Bêbado triste - fonte: BlogArteurbe
Duas pifas no fiado. Ou, perde-se o freguês, desde que ele tenha escolhido ser mais feliz

Luiz Martins da Silva –

Àquela tarde, o homem chegou que chegou, tava carregado. Nada do proseador de sempre. Então, o freguês, o Dono e a Dona ficaram se entendendo por sinais.

A cachaça veio ao balcão. Bebeu de um gole a primeira, fez uma careta e não de paladar, foi de sofrimento.

Não encarou ninguém, estirou foi o beiço, flechado no chão, os olhos também.

Dono e Dona da bodega se entreolharam, quando ela deu as caras, com uma nova rodada de porções de linguiça no palito.

Num repuxo de rugas, o fiel cliente gesticulou por mais uma.

E seguiram-se mais uma e mais outra e, assim, por diante.

Em geral, entre uma e outra, era pausa, era papo, anedota, trovinha... Ou, se a pá era virada, os resmungos sobre fracassos, loterias, bingo, jogo do bicho... Ainda iria bamburrar, nem que tivesse de ir a um garimpo. Chegara a ganhar 140 reais numa quadra, besteira.

Mudo, chegou; mudou ficou. Sequer olhou para o tira-gosto.

No bloquinho dos fiados ficara a pendura de dez branquinhas.

Voltou na tarde seguinte. Mas, ainda pior. Tava “cagado e cuspido” o peão com suor tresnoitado.

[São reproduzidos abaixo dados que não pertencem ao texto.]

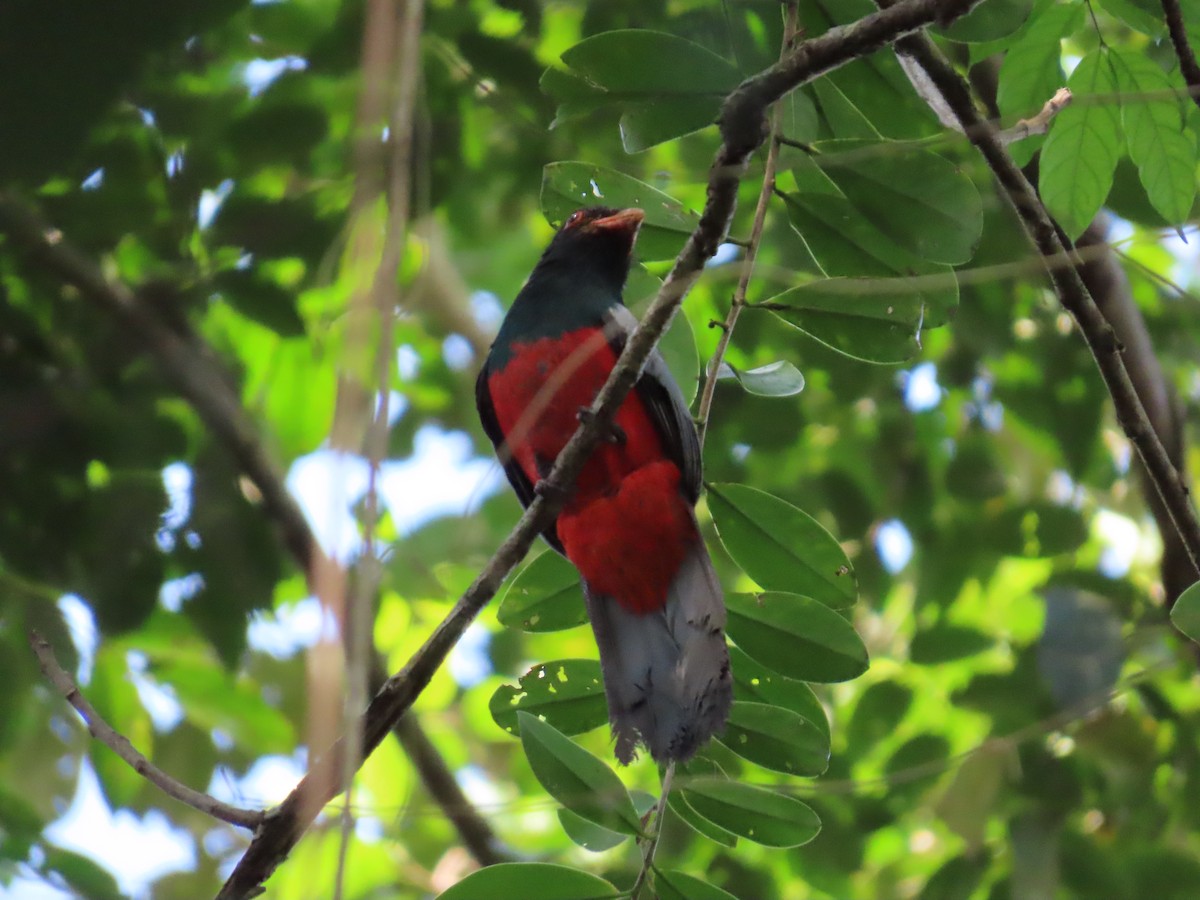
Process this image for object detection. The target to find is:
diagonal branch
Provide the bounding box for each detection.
[0,202,497,864]
[29,631,265,829]
[1162,0,1200,106]
[892,30,1200,576]
[218,0,976,900]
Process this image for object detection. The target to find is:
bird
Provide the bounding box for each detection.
[475,206,733,764]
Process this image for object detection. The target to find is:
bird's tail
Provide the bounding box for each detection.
[583,535,733,763]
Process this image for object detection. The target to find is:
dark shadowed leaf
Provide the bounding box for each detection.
[438,863,618,900]
[708,484,858,610]
[1171,582,1200,643]
[488,659,608,734]
[517,713,641,834]
[1038,588,1126,708]
[541,30,740,152]
[683,778,821,847]
[908,623,995,666]
[496,550,588,631]
[1038,48,1122,239]
[726,592,868,683]
[730,647,829,742]
[720,701,829,775]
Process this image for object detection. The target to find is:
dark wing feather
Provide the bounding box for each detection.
[606,306,702,503]
[475,362,565,556]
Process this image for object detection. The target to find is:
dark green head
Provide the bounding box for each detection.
[492,206,646,356]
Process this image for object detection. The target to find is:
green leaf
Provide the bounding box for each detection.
[720,701,829,775]
[558,808,629,853]
[558,791,659,853]
[517,712,641,834]
[667,791,738,847]
[654,869,738,900]
[996,4,1085,166]
[1038,48,1122,240]
[708,484,858,610]
[943,0,1033,43]
[212,269,305,337]
[487,659,608,734]
[683,778,821,847]
[908,623,995,666]
[496,550,588,632]
[815,140,983,266]
[721,360,804,397]
[541,162,700,259]
[1109,50,1196,226]
[552,30,742,152]
[730,647,829,744]
[846,682,912,757]
[726,593,868,683]
[1171,582,1200,643]
[438,863,619,900]
[42,844,125,900]
[751,280,958,365]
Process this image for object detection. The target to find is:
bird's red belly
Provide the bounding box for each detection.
[488,329,698,612]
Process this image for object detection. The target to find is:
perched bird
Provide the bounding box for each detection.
[475,206,732,763]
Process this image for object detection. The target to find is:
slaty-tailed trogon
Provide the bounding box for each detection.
[475,206,732,763]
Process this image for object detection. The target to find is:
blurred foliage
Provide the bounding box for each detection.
[0,0,1200,900]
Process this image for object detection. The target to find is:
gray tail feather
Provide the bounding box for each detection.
[583,540,733,764]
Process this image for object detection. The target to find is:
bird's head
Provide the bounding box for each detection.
[538,206,646,290]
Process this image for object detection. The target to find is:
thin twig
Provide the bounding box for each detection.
[218,0,977,900]
[629,760,674,900]
[696,2,798,449]
[892,26,1200,572]
[1162,0,1200,107]
[29,631,264,830]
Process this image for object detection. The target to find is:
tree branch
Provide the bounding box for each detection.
[29,631,265,829]
[0,191,320,571]
[892,31,1200,575]
[1162,0,1200,107]
[696,2,797,449]
[218,0,977,900]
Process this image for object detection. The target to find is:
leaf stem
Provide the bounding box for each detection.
[696,1,799,450]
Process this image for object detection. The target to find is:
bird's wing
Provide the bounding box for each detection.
[605,306,702,503]
[475,362,565,556]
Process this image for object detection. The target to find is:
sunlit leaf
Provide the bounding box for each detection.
[1038,48,1122,239]
[683,778,821,847]
[654,869,738,900]
[720,701,829,775]
[1171,582,1200,643]
[438,863,617,900]
[488,659,608,734]
[708,484,858,608]
[725,593,868,682]
[497,550,588,631]
[517,712,641,834]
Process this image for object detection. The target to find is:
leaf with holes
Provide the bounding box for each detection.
[496,550,588,631]
[708,484,858,610]
[517,712,641,834]
[487,659,608,734]
[725,593,868,683]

Muito atinada, a Dona cochichou ao Dono, quando ele foi ter com ela um momento no reservado da cozinha:

– O freguês tá com sujeira de quem dormiu na rua. A barba atrasada, de espetar mosquito; a inhaca, uma mistura de birita com azedume.

– Pra mim ele também não disse nem um oi. Não se deu ao trabalho de pedir, mas eu já fui logo com o copinho oficial. E ele só repuxando o queixo para cima, mandando uma atrás da outra e batendo com o vidro na madeira.

Silêncio. Era silêncio de se ouvir mosca voando, quebrado apenas pelo faceiro estampido da rolha e o gargolejo da serventia líquida.

Conversa não queria? Pois, conversa não teria. A experiência do casal rezava: nessas horas não se pergunta. Balcão pode ser lugar de bafo, mas, se não quiserem, não se puxa desabafo. Ainda mais daquele coração de pedra, orgulho de vergalhão.

Que vexame amargurava o contador de lorotas? Antes, piadas para todos os gostos. Era piada de português, de papagaio, doido, corno e, que ironia, até de bêbado.

Alguma coisa acabara com o riso do freguês bonachão e, pelo visto, com a altivez também.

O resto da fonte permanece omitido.